Уверясь окончательно в том, что кто–то в подвале сидит. Костров взял с собой трех солдат, переводчика Вилли, и они поспешно спустились в подвал. Подземное сооружение этого дома оказалось довольно сложным: по потолку свисали трубы, металлические балки, какие–то провода, встречались выступы, повороты. Костров и его товарищи шли, согнувшись; освещали путь фонариком, поэтому в полумраке спотыкались. Они блуждали в поисках людей, заглядывали в подземные помещения. Костров дивился, как удобно они устроены — почти в каждом есть высокая чугунная печка, рукомойник, а то и кровать со столиком.

Но вот луч фонарика, шаря по узкому проходу, вывел Кострова и его спутников на другой конец длинного подвального убежища, скользнул по стене и остановился на обитой жестью двери. Костров подергал за ручку, дверь не подалась. Вдвоем — Костров и переводчик — взялись за медную рукоятку, нажали с силой, дверь не открылась, но затрещала. Кто–то изнутри подал голос, переводчик Вилли ответил ему вежливо, чтобы вышел. Дверь отворилась, и Костров увидел, что в освещенной неярким светом переносного фонаря подвальной комнате, прижимаясь друг к другу, сидели женщины и дети.

Завидев русских воинов, они перепугались и шарахнулись в угол, подминая друг друга. Женщины истошно голосили, дети плакали, лишь один старик с изможденным лицом скелета шагнул к порогу навстречу русским и что–то молвил по–немецки, еле шевеля губами.

На. Кострова и его товарищей смотрели огромные в своем ужасе застывшие глаза.

— Старик, — обратился к нему и ко всем обитателям подвала Костров, и переводчик повторял следом за ним. — Вероятно, вы думаете, что пришли русские и пришел ваш конец, пришла ваша смерть. Но это враки и дурман фашистской пропаганды. Красная Армия, вот мы, поверьте мне, — Костров приложил руку к сердцу, — не воюем с мирными жителями.
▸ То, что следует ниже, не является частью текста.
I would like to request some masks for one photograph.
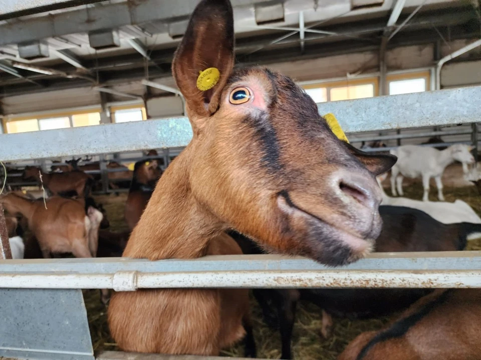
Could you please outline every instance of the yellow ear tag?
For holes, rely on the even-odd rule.
[[[215,86],[219,82],[220,73],[216,68],[209,68],[200,72],[197,78],[197,88],[201,91],[207,91]]]
[[[347,140],[347,137],[342,130],[342,128],[341,127],[341,126],[339,125],[339,123],[338,122],[337,119],[336,118],[336,116],[335,116],[333,114],[328,114],[324,115],[324,118],[326,119],[326,121],[327,122],[327,124],[329,126],[331,130],[334,133],[334,135],[337,136],[340,140],[346,142],[349,144],[349,140]]]

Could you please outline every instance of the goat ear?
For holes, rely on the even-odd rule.
[[[218,108],[234,66],[233,24],[229,0],[202,0],[190,17],[174,56],[172,72],[191,116],[209,116]],[[199,89],[197,82],[200,73],[212,68],[218,70],[218,78],[213,70],[210,81]],[[190,120],[195,121],[191,117]]]
[[[397,157],[389,154],[365,152],[350,144],[346,144],[348,149],[358,160],[364,164],[367,170],[375,176],[380,175],[392,168],[397,161]]]

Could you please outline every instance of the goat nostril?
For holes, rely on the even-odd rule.
[[[366,195],[366,192],[360,188],[342,182],[339,184],[339,188],[345,194],[351,198],[354,198],[363,204],[369,202],[369,197]]]

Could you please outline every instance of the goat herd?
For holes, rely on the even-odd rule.
[[[375,179],[380,176],[380,182],[392,168],[392,181],[402,194],[403,176],[421,176],[425,190],[434,178],[442,200],[444,169],[454,160],[472,162],[469,148],[362,152],[336,136],[291,79],[264,68],[234,69],[234,48],[230,2],[200,1],[172,63],[193,136],[161,176],[155,160],[135,164],[125,211],[130,234],[99,231],[105,213],[81,170],[41,174],[42,180],[39,169],[26,168],[25,176],[38,174],[52,196],[44,203],[12,192],[0,200],[12,234],[23,222],[32,233],[25,257],[122,254],[158,260],[269,250],[335,266],[373,249],[461,250],[468,236],[481,232],[481,220],[463,203],[383,198]],[[380,206],[381,201],[391,204]],[[267,322],[280,325],[283,358],[292,357],[296,304],[305,299],[322,309],[325,336],[333,316],[404,310],[385,328],[359,335],[339,360],[481,359],[481,290],[253,293]],[[108,296],[102,292],[104,302]],[[246,355],[256,356],[247,289],[115,292],[108,312],[112,336],[124,351],[216,356],[244,339]]]

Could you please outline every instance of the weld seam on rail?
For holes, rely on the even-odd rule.
[[[131,272],[124,272],[124,281],[121,284],[115,283],[116,275],[3,274],[0,274],[0,288],[133,291],[192,288],[481,288],[481,270]]]

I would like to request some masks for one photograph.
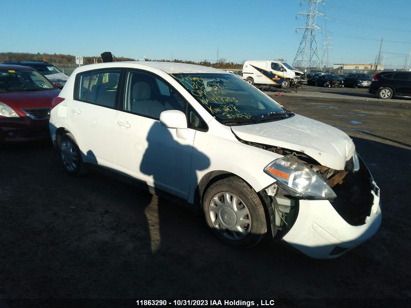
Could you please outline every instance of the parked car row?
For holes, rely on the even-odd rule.
[[[268,236],[334,258],[381,223],[379,189],[348,136],[220,70],[78,68],[53,100],[50,129],[68,174],[91,164],[126,175],[202,211],[235,247]]]
[[[325,88],[344,87],[344,80],[338,75],[312,74],[307,80],[307,84],[309,86],[316,87],[324,87]]]
[[[16,60],[7,60],[2,64],[31,67],[46,76],[52,82],[59,84],[58,86],[60,88],[63,88],[69,79],[68,76],[54,65],[44,61],[19,61]]]
[[[307,76],[308,86],[368,88],[370,93],[383,99],[395,95],[411,96],[411,72],[382,72],[374,77],[363,73],[341,75],[322,72]]]

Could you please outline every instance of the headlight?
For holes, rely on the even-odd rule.
[[[17,113],[3,103],[0,102],[0,115],[3,117],[19,117]]]
[[[285,156],[275,160],[264,172],[277,180],[280,187],[295,197],[333,199],[337,197],[322,178],[301,163]]]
Поэтому я предлагаю вам спокойно выйти из подвала.

Он взглянул на часы, времени было половина четвертого. "Боже мой, уже должно светать", — встревожился Костров.

Время будто подхлестнуло командира. Костров сразу представил: с утра пойдут в атаку немецкие танки, которые стоят сейчас где–то на смежных улицах, пойдут в атаку с автоматчиками и фаустниками: Путь для немцев открыт, никто их не задержит. А тут приходится возиться с этими полоумными, калеками да несмышлеными. Все решали считанные минуты, и Костров дал команду:

— Вывести людей силой!

Переводчик Вилли Штрекер грозно говорил одно и то же слово:

— Цурюк!

— Цурюк! — повторяли солдаты, подходя к немцам, чтобы вытолкнуть их вон. Вопли отчаяния раздались под сводами подвала. Женщины прижали к себе вцепившихся детей, сами защищаясь руками. Солдаты остановились в нерешительности, ни у кого не поднималась рука хоть на время отнять у матери ребенка.

— Выводить немедленно! Нечего церемониться! — натужно, через силу закричал Костров.

Немец–переводчик отчаянно схватил одну женщину за руку, вывел из тесной комнаты в проход подвала. Смелее и решительнее действовали и солдаты, хватали кого попало и тащили к выходу. Цепляясь друг за друга, за малейшие выступы, женщины упирались. Яростно защищались матери: царапались, кусались, кричали, слали проклятия тем, кто… спасал их от гибели.